トランプ政権が3月20日に発表した「国家AI立法フレームワーク(National Policy Framework for Artificial Intelligence)」が4月、本格的な議会審議に入りました。AI規制において連邦法が州法を上書きする「プリエンプション(先占)」条項の是非が最大の争点となっており、AI業界ロビー団体と市民団体の対立が激化しています。新規AI規制機関は設置せず、既存の省庁が所管する方針を採っている点も特徴です。
ロープス&グレイ法律事務所の解説によれば、同フレームワークは「AI利用が合法的な活動に対して、AIなしで行う場合と同様の規制を州が課すことを妨げる」と定めており、実質的に州独自のAI規制を広範に封じる内容です。連邦政府が統一規制を設けることでイノベーションを促進するという考え方に基づいていますが、民主党議員からは「州民保護の権限を奪うものだ」という批判が上がっています。

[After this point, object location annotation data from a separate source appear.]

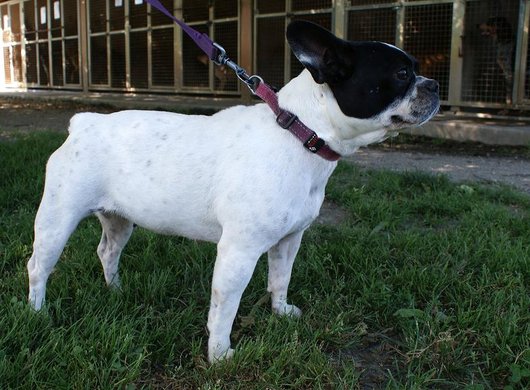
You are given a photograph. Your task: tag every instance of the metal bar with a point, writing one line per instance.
(521, 52)
(456, 60)
(286, 48)
(82, 33)
(245, 44)
(400, 24)
(177, 43)
(338, 18)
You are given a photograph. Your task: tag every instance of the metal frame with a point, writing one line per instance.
(288, 14)
(339, 13)
(11, 47)
(49, 39)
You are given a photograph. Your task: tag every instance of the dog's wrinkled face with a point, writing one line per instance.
(369, 80)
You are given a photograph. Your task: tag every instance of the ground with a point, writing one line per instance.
(461, 162)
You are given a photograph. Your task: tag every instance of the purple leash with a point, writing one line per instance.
(258, 87)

議会では対立する2法案が浮上しています。共和党のマーシャ・ブラックバーン上院議員が3月18日に公表した「TRUMP AMERICA AI Act」はフレームワークの骨格を法制化しようとするもので、一方、民主党のビーヤー下院議員らが提出した「GUARDRAILS Act」はトランプ政権の大統領令を撤廃し、州レベルのAI規制を守ろうとするものです。子ども向けオンライン安全法(KIDS ONLINE SAFETY ACT)やAIによる肖像権侵害を規制するNO FAKES ACTなど関連法案も同時進行しており、議会のAI立法は複雑な様相を呈しています。
AI業界ロビー団体「Innovation Council Action」は規制反対に1億ドルを投入する意向を表明し、X(旧Twitter)では「産業界と市民団体の対立が激化」という声が多数上がっています。r/artificialでは「州法を連邦が上書きするのは誰のための保護か」という批判的議論が活発で、「統一規制の方が企業には扱いやすい」という産業界寄りの意見と対立しています。Hacker Newsでは欧州AI法との比較スレが人気を集め、「米国は規制なきイノベーション優先とEUの差が広がっている」という分析が多く見られます。

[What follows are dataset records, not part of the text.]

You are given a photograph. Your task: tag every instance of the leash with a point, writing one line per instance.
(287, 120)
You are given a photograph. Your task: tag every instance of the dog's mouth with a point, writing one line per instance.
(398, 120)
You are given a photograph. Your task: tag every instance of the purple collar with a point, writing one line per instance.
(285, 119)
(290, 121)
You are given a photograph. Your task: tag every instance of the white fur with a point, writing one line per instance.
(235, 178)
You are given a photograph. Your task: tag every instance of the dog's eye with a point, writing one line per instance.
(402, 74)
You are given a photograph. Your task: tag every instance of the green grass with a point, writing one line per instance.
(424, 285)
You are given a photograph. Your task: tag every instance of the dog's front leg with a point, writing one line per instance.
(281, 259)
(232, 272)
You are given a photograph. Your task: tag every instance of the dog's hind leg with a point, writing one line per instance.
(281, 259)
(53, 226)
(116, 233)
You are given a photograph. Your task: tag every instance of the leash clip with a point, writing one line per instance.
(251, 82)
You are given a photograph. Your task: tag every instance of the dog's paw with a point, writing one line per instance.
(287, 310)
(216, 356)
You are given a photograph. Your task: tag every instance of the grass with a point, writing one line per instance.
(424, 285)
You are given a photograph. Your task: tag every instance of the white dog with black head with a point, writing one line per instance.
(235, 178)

米国では現在、カリフォルニア州・コロラド州・イリノイ州など十数州が独自のAI規制法を整備・検討中です。プリエンプション条項が成立すれば、これらの州法が連邦法に抵触するとして無効化される可能性があります。支持者は「企業が50州それぞれの規制に対応する負担を減らせる」と主張しますが、批判者は「最も弱い規制水準に全体を引き下げることになる」と懸念します。AIが医療・雇用・刑事司法など生活の基盤に深く関わりはじめた今、誰がどのルールでAIを管理するのかという問いは、今後の選挙や法廷でも繰り返し問われることになりそうです。